Monday, July 4, 2011

Finally Out Doing Some Astrophotography

Actually, experimenting with a new product idea, but taking some pictures was part of that.

ASA 400, 1/30th of a second, prime focus, 1414mm f/7.

Saturn is still a struggle, partly because it is a very small target, partly because it is not terribly bright, and partly because I still have not mastered a sharp focus when using eyepiece projection.

The Ring Nebula is at least recognizable (it is the left of center) but this was only a 30 second exposure, ASA 1600, prime focus, 1414mm f/7.  Longer exposures revealed that I am not perfectly aligned on the Celestial North Pole.
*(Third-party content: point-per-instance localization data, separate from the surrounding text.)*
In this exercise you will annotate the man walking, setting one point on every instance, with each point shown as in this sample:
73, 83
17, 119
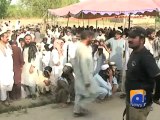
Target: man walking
142, 74
6, 71
86, 88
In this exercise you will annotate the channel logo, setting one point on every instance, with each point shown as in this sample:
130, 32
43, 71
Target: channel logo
138, 98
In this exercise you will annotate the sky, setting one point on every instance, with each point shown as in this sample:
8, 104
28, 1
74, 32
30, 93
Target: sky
15, 1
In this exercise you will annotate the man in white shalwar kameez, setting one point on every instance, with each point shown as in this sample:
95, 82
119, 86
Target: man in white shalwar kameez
30, 68
6, 71
86, 89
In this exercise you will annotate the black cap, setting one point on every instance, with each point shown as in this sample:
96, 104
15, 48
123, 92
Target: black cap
137, 31
149, 31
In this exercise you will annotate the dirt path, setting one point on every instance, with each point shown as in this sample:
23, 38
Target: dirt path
108, 110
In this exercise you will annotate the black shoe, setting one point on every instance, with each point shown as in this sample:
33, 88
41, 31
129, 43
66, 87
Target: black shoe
122, 96
79, 114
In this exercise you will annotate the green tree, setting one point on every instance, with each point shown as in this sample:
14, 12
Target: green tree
39, 7
4, 4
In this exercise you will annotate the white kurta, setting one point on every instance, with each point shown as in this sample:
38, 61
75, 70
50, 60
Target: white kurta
6, 73
57, 65
28, 78
83, 68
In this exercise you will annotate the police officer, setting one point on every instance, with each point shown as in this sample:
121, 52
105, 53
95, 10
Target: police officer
141, 77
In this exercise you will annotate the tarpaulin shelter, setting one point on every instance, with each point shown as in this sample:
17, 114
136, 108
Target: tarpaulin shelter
91, 9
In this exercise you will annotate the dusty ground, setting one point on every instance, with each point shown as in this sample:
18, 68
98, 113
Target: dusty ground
108, 110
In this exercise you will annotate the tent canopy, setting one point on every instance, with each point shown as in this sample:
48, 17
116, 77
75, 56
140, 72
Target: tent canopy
102, 8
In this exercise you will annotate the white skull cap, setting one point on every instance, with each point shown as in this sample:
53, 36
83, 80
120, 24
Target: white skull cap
104, 67
68, 64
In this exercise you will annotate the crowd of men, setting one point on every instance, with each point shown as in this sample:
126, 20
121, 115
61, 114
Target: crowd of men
72, 63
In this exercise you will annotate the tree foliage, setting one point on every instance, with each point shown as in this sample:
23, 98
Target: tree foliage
4, 4
39, 7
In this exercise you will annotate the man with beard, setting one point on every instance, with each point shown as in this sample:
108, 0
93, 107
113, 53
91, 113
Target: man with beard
6, 71
86, 89
141, 76
29, 71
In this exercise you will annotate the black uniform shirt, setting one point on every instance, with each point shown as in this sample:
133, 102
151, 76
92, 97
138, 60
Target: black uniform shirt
142, 69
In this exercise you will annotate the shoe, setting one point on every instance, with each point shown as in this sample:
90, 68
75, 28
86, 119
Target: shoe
79, 114
122, 96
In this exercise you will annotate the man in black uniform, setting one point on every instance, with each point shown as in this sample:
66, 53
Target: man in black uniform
141, 77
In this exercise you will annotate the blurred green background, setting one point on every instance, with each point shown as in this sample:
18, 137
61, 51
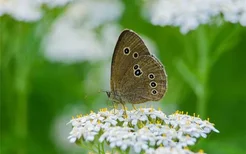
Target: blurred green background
206, 73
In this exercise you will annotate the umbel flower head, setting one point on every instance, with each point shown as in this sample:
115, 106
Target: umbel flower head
142, 130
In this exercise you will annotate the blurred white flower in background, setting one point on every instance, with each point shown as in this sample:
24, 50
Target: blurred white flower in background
189, 14
27, 10
86, 31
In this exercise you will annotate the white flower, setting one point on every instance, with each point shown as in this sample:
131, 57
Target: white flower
189, 14
75, 36
168, 150
23, 10
27, 10
139, 130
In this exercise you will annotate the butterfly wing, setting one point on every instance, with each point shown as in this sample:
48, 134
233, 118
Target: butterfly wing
145, 80
128, 47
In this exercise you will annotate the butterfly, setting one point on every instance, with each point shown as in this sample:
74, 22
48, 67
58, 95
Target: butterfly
136, 75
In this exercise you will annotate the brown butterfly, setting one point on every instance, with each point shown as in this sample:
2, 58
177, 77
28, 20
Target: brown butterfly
136, 75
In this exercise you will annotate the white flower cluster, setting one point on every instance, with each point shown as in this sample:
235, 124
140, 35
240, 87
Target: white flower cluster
189, 14
86, 31
27, 10
143, 129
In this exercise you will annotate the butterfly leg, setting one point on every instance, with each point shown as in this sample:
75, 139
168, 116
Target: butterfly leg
115, 105
134, 107
124, 107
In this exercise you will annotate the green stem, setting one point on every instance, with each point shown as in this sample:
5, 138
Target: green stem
21, 107
203, 71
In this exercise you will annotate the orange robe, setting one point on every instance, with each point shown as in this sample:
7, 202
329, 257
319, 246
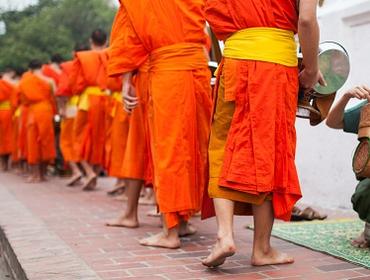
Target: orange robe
16, 117
253, 138
48, 71
137, 162
171, 34
36, 93
6, 90
67, 124
89, 80
118, 120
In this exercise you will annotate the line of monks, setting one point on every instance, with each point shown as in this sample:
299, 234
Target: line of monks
143, 110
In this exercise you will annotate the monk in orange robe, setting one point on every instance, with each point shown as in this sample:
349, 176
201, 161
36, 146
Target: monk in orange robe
16, 113
6, 89
53, 70
37, 92
89, 81
68, 103
135, 164
253, 140
171, 35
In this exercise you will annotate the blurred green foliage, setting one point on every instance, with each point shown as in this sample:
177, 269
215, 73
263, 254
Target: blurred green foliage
51, 26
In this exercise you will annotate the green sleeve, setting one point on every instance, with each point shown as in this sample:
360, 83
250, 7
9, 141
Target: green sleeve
351, 118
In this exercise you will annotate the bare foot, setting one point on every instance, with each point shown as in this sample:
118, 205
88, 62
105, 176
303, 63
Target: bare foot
223, 249
161, 240
117, 190
34, 180
123, 221
74, 180
121, 197
90, 184
187, 229
271, 257
360, 242
146, 201
154, 213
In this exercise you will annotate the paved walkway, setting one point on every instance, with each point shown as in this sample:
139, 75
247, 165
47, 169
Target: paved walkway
58, 233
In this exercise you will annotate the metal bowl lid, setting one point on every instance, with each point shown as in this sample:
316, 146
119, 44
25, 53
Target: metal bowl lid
335, 67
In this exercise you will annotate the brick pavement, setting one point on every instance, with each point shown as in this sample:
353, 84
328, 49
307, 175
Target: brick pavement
58, 233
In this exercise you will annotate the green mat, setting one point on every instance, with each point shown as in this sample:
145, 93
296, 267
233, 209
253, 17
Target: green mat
330, 237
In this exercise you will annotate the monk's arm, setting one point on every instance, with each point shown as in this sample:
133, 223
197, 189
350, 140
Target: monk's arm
130, 99
309, 36
336, 114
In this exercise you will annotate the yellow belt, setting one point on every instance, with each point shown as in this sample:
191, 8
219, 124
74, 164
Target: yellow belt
117, 96
73, 101
84, 97
5, 105
263, 44
18, 112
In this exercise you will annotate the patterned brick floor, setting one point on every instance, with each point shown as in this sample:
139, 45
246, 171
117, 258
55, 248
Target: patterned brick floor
71, 241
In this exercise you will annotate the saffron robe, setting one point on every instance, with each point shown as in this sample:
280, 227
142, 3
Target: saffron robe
16, 117
89, 80
67, 124
253, 138
6, 90
37, 95
170, 34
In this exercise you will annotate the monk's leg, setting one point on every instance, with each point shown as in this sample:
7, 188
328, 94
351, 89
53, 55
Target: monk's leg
263, 253
4, 163
168, 238
129, 217
186, 229
148, 198
91, 177
76, 174
361, 242
118, 188
35, 173
225, 245
43, 169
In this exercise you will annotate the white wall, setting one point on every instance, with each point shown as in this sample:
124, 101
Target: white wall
324, 156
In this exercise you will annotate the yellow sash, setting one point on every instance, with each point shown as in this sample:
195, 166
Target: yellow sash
72, 106
17, 112
84, 97
73, 101
5, 105
263, 44
118, 97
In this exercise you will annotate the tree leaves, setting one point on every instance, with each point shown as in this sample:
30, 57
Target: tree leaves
52, 26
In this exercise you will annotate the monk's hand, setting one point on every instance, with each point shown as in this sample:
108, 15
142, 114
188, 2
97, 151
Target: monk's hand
309, 79
359, 92
130, 99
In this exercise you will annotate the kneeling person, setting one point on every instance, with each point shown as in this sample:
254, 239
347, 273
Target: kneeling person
37, 94
349, 120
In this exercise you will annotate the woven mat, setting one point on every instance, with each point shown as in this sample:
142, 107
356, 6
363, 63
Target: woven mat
330, 237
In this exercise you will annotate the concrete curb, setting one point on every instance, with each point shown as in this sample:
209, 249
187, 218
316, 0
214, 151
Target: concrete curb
31, 250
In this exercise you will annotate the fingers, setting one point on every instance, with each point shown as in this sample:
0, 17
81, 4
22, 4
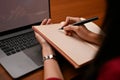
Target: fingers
39, 38
70, 20
46, 21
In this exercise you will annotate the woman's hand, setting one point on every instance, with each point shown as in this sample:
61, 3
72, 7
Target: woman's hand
81, 31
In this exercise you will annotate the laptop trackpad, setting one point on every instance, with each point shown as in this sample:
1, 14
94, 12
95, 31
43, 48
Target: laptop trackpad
18, 64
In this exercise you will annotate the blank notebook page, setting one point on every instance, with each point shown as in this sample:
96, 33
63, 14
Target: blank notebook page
75, 50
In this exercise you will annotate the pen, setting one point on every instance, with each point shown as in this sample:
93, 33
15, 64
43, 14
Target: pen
83, 21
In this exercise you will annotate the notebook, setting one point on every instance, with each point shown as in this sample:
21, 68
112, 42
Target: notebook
20, 53
74, 49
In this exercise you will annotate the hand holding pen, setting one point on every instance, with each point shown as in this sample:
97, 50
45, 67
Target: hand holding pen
73, 25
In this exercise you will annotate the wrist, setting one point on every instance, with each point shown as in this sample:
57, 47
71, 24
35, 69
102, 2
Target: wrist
48, 57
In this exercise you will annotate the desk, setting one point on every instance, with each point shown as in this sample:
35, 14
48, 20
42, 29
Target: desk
59, 10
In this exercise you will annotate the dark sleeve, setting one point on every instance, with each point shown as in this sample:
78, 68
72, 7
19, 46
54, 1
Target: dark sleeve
110, 71
53, 78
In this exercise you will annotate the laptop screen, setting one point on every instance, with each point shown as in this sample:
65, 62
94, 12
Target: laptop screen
19, 13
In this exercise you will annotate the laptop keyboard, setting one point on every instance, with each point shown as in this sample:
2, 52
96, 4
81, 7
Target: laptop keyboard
18, 43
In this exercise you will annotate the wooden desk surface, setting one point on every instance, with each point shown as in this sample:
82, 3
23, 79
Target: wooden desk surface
59, 10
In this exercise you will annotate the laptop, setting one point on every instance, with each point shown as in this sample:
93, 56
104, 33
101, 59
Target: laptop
20, 52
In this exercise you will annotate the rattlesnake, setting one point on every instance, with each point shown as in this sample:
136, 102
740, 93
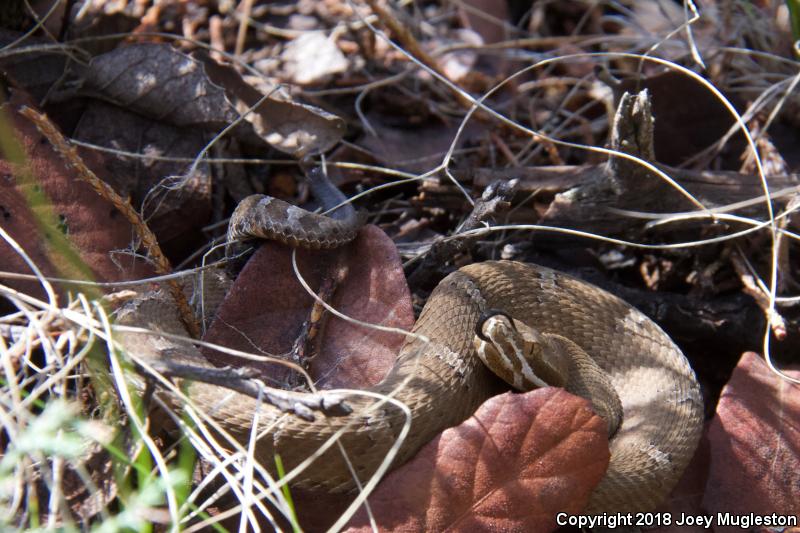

I had to overexpose this picture to bring it up, but that makes the black background too light.  Many years ago, I wrote some image enhancement software for a professor at Sonoma State University that would stretch the color range: there were 256 levels per pixel on the pictures that he wanted enhanced, and I wrote some stuff that, for example, let you leave everything below 10 at its current level, but increased brightness of stuff above 10.  It was an effective way to make the blackness of space stay that way, while brightening everything else.  I can't seem to find that in the photo enhancing software that came with my camera or scanner.

1 comment:

  1. Take a look at using the Levels & Curves adjustment if your software has that available. I saved a copy of your image and was able to make a passable improvement using the L&C function in Nikon Capture NX2.